Generally, industry players have set their exclusion thresholds at 30% of revenue or 30% of energy produced from coal. This has limited the effect on major producers because of their diverse portfolios, but Axa S.A. and Assicurazioni Generali S.p.A. have also adopted absolute targets, according to an analysis by Unfriend Coal.
Zurich Insurance Group Ltd.’s policy — announced November 2017 — adopts a threshold of less than 30% for new or existing companies because that level indicates the coal portion of their energy mix will get phased out over time “and we want to give them that chance,” said Linda Freiner, Zurich’s global head of sustainability. Zurich will stop providing insurance or risk management services for new thermal coal mines or potential new clients deriving more than half their revenue from mining thermal coal and utilities generating more than half of their energy from coal. “There’s very little room for dialogue because this is a very coal-focused company" above 50%, she said.

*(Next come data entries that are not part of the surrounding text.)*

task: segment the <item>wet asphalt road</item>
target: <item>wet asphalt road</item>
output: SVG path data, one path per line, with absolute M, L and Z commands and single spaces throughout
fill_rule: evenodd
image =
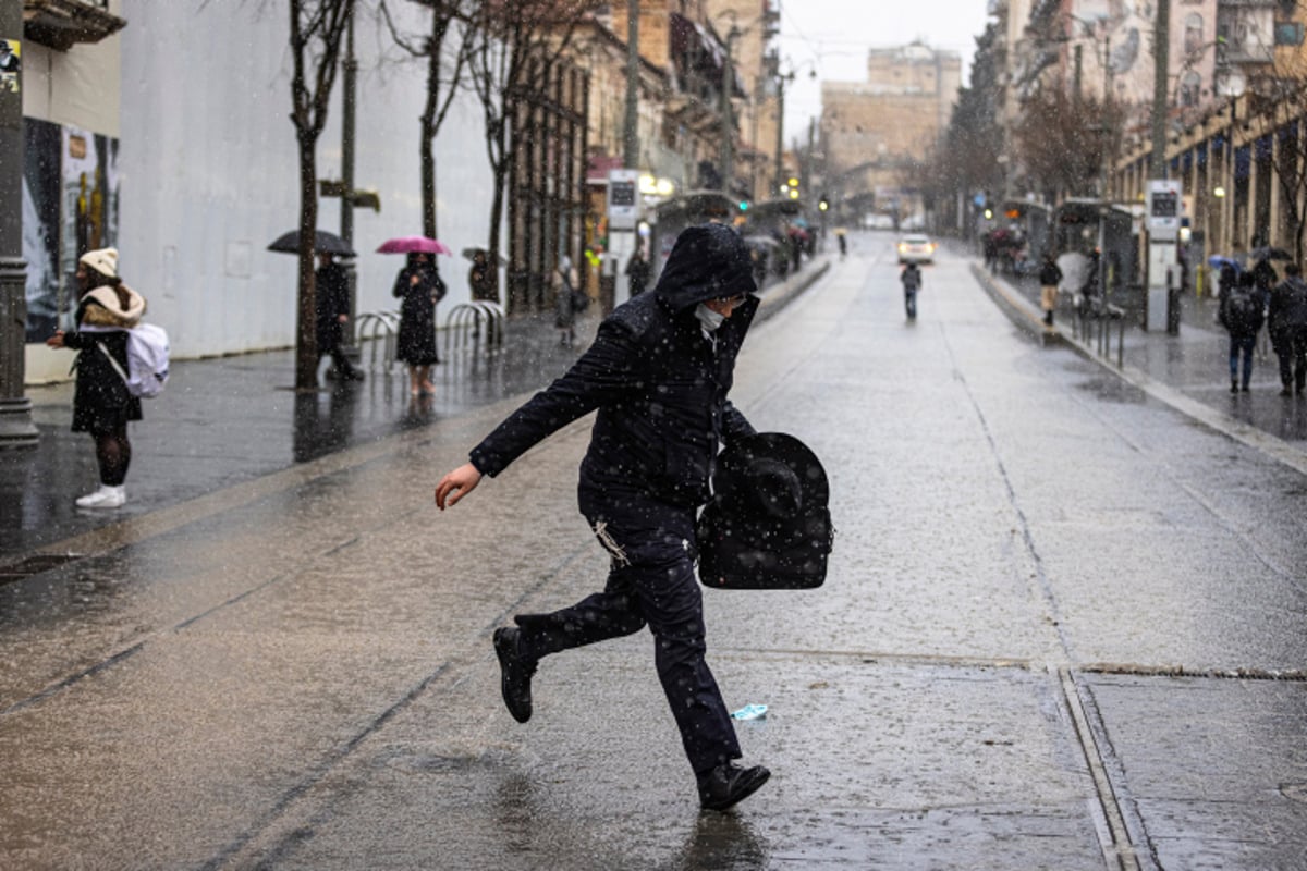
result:
M 0 586 L 0 867 L 1307 867 L 1299 471 L 1065 347 L 967 261 L 906 323 L 887 236 L 757 328 L 733 393 L 826 464 L 825 588 L 706 590 L 746 763 L 701 815 L 638 635 L 489 635 L 603 584 L 587 422 L 443 515 L 516 405 L 234 482 Z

But “some of the definitions are hard,” Andrew Baillie, Arlington, Virginia-based vice president of AES Global Insurance Co., a captive owned by global power company AES Corp., said at the Vermont Captive Insurance Association conference in August. “We have a lot of plants where the plant is sitting idle, but it’s available as required. The question is, are you measuring the megawatts actually running or the megawatts available in case they’re needed.”
Major European insurers and reinsurers are restricting their underwriting of coal exposures amid significant investor and environmental nonprofit pressure, but the trend has not affected the ability to insure coal businesses, as capacity remains plentiful in a still-competitive market.